Microsoft CAN’T control what third parties do with their software, but they CAN control how their interfaces are developed; if they keep a unified interface model for all their software, then atleast a first time user, once they’ve learned the necessary navigation information, it should be simply a matter of transfering those navigation skills to the new application, learn those new terms and you’re away.
People may give apple a hard time with their patch work of different UI looks (Finder vs. iTunes vs. Mail), but they have still maintained the same navigation user interface guidelines of being able to navigate the software just as they would with every other Mac application.
…one of the first pages show fake small caps, and the rest of the text seems of so low typographic quality, yet I still see shitloads of features, but what I’d really want: a tool which allowed me create easy readable documents.
So I just stick with LaTeX for docs, gnuplot for charts, and real programming lanuages for data.
… for the new version of MS Office. I use open office at home but at work I use MS Office. I write market reports for a living and frankly OOo doesn’t have the features all of the features that I need. I often have to share my documents with other contributors and editors and I find MS Office to be much more accomodating to this , allowing me to keep track of everyones contribution to the project. Anyway, I think the new office looks promosing.
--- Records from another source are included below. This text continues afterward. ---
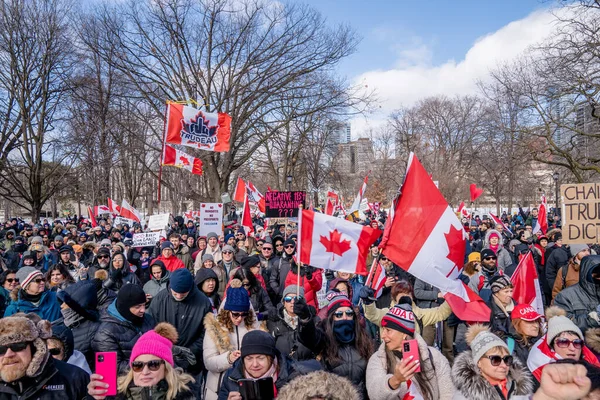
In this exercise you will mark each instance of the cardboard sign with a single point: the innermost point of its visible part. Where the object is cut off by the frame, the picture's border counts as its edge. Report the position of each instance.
(211, 218)
(581, 213)
(283, 204)
(158, 222)
(147, 239)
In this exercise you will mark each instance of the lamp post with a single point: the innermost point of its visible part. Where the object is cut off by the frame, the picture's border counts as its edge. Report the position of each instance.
(555, 176)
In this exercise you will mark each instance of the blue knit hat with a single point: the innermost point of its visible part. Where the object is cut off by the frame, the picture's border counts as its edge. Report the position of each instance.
(182, 280)
(237, 297)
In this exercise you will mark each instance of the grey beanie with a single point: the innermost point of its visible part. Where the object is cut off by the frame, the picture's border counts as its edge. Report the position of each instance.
(292, 289)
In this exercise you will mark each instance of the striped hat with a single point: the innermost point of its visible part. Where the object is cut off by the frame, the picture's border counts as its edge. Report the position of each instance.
(400, 318)
(337, 300)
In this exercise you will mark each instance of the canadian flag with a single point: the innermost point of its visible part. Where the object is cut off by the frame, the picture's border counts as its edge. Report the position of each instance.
(91, 217)
(191, 127)
(127, 211)
(113, 207)
(541, 355)
(542, 222)
(247, 218)
(428, 241)
(333, 243)
(527, 285)
(179, 159)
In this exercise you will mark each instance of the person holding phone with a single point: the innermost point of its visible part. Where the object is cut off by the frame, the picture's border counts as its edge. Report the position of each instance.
(404, 364)
(152, 373)
(488, 369)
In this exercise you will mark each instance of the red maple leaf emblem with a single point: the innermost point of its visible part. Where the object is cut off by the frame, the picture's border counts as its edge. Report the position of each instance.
(456, 246)
(334, 244)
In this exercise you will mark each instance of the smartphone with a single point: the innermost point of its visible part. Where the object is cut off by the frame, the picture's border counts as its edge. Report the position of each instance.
(411, 348)
(260, 389)
(106, 366)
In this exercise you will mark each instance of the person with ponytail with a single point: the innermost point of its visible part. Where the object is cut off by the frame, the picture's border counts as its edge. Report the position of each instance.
(392, 375)
(152, 374)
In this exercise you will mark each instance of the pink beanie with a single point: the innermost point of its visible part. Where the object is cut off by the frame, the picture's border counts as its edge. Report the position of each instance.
(158, 342)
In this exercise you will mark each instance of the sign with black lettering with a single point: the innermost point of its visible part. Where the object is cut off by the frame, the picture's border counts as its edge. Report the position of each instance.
(581, 213)
(283, 204)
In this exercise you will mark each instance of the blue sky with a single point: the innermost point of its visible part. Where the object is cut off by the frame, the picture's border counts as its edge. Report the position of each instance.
(446, 28)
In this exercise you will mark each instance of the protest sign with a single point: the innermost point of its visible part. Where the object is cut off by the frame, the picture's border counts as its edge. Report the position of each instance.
(147, 239)
(581, 213)
(211, 218)
(158, 222)
(283, 204)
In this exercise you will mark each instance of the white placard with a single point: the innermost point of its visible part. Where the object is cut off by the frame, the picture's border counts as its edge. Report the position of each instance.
(211, 218)
(158, 222)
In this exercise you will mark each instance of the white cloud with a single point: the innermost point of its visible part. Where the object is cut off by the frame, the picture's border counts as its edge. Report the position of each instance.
(414, 77)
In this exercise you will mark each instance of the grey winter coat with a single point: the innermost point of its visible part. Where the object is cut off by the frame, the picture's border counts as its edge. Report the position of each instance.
(582, 299)
(471, 385)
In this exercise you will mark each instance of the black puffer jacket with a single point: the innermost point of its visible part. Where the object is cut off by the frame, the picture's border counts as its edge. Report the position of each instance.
(582, 298)
(57, 381)
(187, 316)
(286, 338)
(118, 334)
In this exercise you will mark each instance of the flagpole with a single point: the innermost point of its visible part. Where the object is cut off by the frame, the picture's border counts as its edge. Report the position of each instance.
(162, 152)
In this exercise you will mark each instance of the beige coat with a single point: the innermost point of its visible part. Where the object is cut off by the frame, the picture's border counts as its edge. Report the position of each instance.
(431, 359)
(218, 343)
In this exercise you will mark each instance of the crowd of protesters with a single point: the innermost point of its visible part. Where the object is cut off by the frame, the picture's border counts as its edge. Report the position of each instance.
(195, 316)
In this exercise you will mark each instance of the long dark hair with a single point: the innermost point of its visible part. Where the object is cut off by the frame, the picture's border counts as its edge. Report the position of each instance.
(362, 342)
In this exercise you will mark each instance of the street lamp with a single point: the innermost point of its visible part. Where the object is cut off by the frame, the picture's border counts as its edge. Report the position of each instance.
(555, 176)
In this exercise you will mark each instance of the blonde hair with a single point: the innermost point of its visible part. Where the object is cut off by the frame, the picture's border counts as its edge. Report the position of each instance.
(177, 381)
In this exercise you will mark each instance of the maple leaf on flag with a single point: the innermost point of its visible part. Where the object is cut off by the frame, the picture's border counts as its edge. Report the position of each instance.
(334, 244)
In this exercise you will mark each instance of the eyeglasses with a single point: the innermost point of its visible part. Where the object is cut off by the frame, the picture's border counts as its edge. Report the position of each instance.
(563, 343)
(14, 347)
(238, 315)
(496, 360)
(55, 351)
(153, 365)
(340, 314)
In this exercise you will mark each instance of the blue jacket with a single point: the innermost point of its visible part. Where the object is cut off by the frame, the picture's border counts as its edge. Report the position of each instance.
(48, 308)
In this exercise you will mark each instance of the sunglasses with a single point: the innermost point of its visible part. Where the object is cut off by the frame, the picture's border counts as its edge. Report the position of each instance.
(55, 351)
(153, 365)
(14, 347)
(496, 360)
(340, 314)
(563, 343)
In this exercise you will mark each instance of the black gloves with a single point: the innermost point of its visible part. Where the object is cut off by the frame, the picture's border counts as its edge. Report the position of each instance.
(301, 309)
(367, 295)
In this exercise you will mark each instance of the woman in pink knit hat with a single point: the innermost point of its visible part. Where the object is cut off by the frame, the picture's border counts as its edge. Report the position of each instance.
(152, 373)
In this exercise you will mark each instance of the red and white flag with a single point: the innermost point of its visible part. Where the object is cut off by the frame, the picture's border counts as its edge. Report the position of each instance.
(333, 243)
(179, 159)
(527, 285)
(542, 221)
(247, 218)
(92, 218)
(425, 238)
(113, 207)
(127, 211)
(191, 127)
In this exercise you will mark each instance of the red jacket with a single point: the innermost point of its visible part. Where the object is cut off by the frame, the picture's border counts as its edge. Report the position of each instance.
(311, 287)
(172, 263)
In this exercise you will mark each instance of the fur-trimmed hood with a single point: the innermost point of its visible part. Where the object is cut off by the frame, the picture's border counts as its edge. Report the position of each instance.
(469, 382)
(319, 384)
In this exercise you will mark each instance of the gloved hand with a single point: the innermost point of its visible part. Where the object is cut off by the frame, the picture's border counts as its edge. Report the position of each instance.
(367, 295)
(301, 309)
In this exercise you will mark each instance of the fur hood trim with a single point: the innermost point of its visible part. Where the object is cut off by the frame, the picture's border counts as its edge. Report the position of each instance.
(319, 384)
(592, 339)
(468, 380)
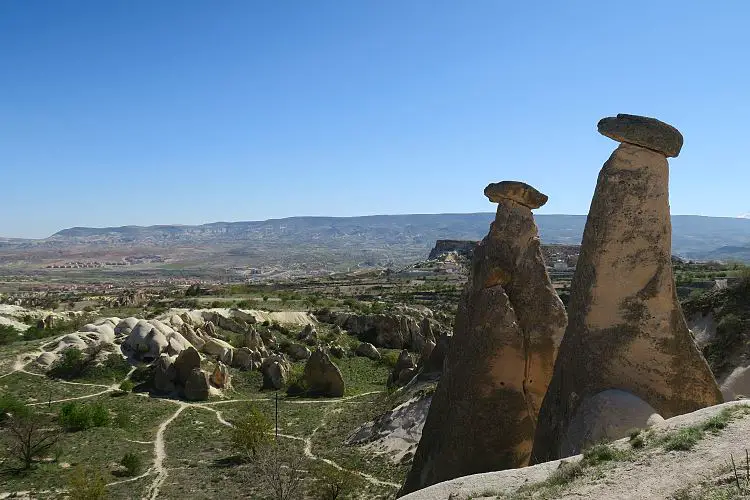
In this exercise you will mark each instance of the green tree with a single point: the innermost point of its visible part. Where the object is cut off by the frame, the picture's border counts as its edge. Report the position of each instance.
(251, 432)
(87, 484)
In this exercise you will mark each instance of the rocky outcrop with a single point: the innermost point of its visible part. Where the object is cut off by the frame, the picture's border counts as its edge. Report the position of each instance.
(508, 327)
(367, 350)
(297, 352)
(220, 377)
(197, 387)
(164, 374)
(461, 247)
(147, 340)
(390, 331)
(404, 370)
(275, 371)
(322, 377)
(187, 361)
(626, 330)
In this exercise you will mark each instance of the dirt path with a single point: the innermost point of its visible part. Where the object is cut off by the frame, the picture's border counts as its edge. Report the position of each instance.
(160, 454)
(307, 450)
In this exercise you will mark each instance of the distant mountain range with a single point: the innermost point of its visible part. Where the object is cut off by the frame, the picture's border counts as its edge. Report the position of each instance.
(377, 240)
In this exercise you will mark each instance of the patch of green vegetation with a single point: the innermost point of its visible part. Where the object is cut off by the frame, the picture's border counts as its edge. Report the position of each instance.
(74, 364)
(686, 438)
(81, 416)
(362, 375)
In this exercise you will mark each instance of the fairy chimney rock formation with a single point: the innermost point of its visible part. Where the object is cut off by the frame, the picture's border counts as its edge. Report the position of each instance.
(509, 324)
(626, 333)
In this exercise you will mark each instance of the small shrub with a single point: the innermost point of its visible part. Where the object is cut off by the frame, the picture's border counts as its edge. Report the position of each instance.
(601, 453)
(565, 473)
(11, 406)
(637, 440)
(86, 484)
(133, 463)
(296, 385)
(683, 439)
(8, 334)
(389, 358)
(78, 417)
(250, 433)
(69, 365)
(718, 422)
(29, 435)
(99, 416)
(127, 386)
(332, 483)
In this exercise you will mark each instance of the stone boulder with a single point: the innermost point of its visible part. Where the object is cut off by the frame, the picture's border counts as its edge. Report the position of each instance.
(145, 342)
(275, 372)
(508, 327)
(253, 340)
(220, 377)
(192, 336)
(125, 326)
(367, 350)
(626, 331)
(404, 370)
(165, 374)
(308, 335)
(605, 417)
(642, 131)
(187, 361)
(519, 192)
(737, 384)
(297, 352)
(197, 386)
(322, 377)
(217, 347)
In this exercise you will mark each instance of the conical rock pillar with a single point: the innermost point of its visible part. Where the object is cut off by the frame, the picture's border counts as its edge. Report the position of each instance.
(509, 324)
(626, 334)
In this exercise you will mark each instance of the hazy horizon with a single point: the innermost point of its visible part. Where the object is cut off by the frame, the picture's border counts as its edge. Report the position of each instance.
(180, 224)
(135, 113)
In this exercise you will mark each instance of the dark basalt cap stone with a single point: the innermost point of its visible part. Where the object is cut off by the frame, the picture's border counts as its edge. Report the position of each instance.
(642, 131)
(520, 192)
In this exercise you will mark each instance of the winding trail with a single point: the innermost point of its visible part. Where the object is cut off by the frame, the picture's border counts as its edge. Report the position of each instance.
(160, 454)
(307, 450)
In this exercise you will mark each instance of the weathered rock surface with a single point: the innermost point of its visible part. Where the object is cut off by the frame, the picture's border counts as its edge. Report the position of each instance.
(297, 352)
(197, 386)
(390, 331)
(520, 192)
(626, 328)
(164, 374)
(187, 361)
(508, 327)
(642, 131)
(220, 377)
(322, 377)
(605, 417)
(367, 350)
(275, 372)
(404, 370)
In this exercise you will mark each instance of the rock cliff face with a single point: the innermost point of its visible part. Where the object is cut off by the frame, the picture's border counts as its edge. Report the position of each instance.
(508, 327)
(626, 329)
I know some people think that OOo is a viable alternative to MS Office. I think it is the smart choice for your average home user; but for people that do an intensive amount of writing and editing, MS Office is a much better choice (even if you have to put up with bugs).
#6 “Good that Microsoft is finally supporting the new OpenDocument standard and recognizes the ISO which is expected to endorse it.”
Nope – what Microsoft does is introducing their own closed open document formats.
Some call it their alternative to the ODF – except that ODF is true open formats.